Math round Java issue 2.495 to 2 digits = 2.49

Question

First off this is the code I use :

public static float roundAt(float value ,  int digits) {

    double pow = Math.pow(10, digits);
    double retvalue;

    retvalue = (value * pow); 
    retvalue = Math.round(retvalue);
    retvalue = retvalue / pow;

    return (float) retvalue;        
}

So using this method I do the following

if I round these values:

roundAt(0.495f,2) = 0.5
roundAt(1.495f,2) = 1.5
roundAt(2.495f,2) = 2.49

I try to understand the logic behind this but I can't. I want the rounding to act the same everytime so I would get 2.5 with roundAt(2.495f,2). Any idea what's going on ?

Thank you

Answer 1

The reason for that is, that you calculation...

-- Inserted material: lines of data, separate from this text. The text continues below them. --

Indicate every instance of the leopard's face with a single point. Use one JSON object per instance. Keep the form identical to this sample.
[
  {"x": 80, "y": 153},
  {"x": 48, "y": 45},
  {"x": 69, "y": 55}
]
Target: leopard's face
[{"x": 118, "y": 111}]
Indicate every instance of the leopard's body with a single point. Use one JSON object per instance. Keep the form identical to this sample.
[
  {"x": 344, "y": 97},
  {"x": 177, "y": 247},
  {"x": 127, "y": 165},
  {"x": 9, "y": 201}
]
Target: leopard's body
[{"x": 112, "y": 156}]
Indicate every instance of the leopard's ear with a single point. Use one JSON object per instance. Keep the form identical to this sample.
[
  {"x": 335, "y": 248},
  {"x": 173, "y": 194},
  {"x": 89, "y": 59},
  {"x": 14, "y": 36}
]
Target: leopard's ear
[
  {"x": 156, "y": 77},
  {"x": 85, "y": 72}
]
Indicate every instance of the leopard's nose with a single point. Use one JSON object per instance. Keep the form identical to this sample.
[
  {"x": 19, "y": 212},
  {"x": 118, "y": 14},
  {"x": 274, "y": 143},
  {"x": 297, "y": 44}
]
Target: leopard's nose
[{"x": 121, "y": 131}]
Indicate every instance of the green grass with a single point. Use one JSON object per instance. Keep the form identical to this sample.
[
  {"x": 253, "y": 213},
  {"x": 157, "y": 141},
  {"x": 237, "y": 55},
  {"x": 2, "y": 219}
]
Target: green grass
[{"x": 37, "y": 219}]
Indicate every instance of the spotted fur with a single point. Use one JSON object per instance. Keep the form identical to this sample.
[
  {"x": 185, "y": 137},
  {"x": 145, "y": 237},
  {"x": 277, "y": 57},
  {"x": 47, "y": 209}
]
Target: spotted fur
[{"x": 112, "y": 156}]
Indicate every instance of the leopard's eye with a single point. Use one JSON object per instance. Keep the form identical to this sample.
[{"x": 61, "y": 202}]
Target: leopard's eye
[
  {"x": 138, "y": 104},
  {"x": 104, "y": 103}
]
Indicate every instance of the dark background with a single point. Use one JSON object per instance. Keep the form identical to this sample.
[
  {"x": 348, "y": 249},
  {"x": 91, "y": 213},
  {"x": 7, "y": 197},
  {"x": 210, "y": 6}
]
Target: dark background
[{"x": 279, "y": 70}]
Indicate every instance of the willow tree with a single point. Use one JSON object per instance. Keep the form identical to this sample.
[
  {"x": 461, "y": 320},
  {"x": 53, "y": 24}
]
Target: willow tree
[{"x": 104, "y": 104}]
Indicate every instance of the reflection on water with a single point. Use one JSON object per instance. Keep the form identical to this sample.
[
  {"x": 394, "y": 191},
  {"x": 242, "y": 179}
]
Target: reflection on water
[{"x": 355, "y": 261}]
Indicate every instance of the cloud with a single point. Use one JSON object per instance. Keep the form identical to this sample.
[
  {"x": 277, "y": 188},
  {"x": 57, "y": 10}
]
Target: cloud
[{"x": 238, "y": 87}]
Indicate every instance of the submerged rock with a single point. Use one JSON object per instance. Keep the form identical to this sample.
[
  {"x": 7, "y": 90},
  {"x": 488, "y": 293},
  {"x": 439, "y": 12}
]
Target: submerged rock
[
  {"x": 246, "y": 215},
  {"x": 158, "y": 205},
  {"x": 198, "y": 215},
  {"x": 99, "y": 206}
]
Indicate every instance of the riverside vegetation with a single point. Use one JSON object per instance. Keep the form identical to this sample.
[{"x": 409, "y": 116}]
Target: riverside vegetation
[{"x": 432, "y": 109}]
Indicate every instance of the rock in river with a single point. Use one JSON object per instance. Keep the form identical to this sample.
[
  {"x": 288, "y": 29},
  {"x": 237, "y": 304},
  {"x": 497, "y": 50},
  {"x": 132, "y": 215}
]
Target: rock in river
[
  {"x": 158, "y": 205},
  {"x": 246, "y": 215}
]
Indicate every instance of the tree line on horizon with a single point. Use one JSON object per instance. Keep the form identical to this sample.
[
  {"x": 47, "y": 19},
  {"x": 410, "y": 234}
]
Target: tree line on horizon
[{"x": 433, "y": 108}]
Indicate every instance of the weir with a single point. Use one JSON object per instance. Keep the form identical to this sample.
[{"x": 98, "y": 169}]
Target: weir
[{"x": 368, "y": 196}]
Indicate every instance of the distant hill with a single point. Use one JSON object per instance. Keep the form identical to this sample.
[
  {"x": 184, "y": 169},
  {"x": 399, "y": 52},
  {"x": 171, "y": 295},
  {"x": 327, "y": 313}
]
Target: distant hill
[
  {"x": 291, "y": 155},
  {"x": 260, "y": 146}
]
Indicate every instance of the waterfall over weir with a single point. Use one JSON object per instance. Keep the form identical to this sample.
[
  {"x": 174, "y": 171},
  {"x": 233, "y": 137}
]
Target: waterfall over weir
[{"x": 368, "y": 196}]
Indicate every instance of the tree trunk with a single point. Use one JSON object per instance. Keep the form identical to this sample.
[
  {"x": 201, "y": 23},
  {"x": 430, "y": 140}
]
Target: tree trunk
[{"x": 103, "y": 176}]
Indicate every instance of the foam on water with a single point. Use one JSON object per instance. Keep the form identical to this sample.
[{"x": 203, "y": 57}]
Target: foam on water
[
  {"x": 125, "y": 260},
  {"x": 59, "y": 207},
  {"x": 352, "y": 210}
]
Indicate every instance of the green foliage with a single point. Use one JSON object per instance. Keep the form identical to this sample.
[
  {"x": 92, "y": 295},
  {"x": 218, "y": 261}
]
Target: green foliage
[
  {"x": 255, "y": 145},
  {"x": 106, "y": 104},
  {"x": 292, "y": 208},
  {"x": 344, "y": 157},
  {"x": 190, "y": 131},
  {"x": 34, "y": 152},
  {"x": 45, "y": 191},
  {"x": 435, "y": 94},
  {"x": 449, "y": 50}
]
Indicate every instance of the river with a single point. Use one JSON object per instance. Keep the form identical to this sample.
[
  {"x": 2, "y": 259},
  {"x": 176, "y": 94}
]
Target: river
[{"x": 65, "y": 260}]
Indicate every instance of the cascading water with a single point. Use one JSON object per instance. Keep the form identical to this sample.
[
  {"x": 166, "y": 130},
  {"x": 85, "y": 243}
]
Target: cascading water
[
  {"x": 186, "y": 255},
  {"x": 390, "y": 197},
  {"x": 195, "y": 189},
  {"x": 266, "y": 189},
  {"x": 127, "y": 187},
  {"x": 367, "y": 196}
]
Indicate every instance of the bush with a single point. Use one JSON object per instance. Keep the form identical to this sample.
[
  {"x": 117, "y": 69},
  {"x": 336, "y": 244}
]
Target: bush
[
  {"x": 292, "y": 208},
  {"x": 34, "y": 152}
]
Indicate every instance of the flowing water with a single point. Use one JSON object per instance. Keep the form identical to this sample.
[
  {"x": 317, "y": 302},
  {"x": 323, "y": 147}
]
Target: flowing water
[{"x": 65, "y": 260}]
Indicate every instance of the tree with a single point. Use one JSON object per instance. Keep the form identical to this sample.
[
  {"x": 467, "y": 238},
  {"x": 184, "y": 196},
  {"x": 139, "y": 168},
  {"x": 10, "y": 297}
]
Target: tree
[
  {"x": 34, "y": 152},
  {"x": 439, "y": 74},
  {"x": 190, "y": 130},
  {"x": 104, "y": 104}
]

retvalue = (value * pow); 

...leads to...

2.495 * 100.0 = 249.4999885559082

Using a double instead of a float will fix that specific problem. Neither float nor double are exact values, but float is even less exact than double and will lead to errors more easily. If you are curious, you will find much material on floating point arithmetics out there.

Answer 2

If you do 2.495f * 100.0 you will notice that the result is 249.4999885559082. Since the decimal part is less than .5, this gets rounded down to 249.0 that, when divided by 100.0, gives 2.49.

If you want more information on how to round a double, check this other answer.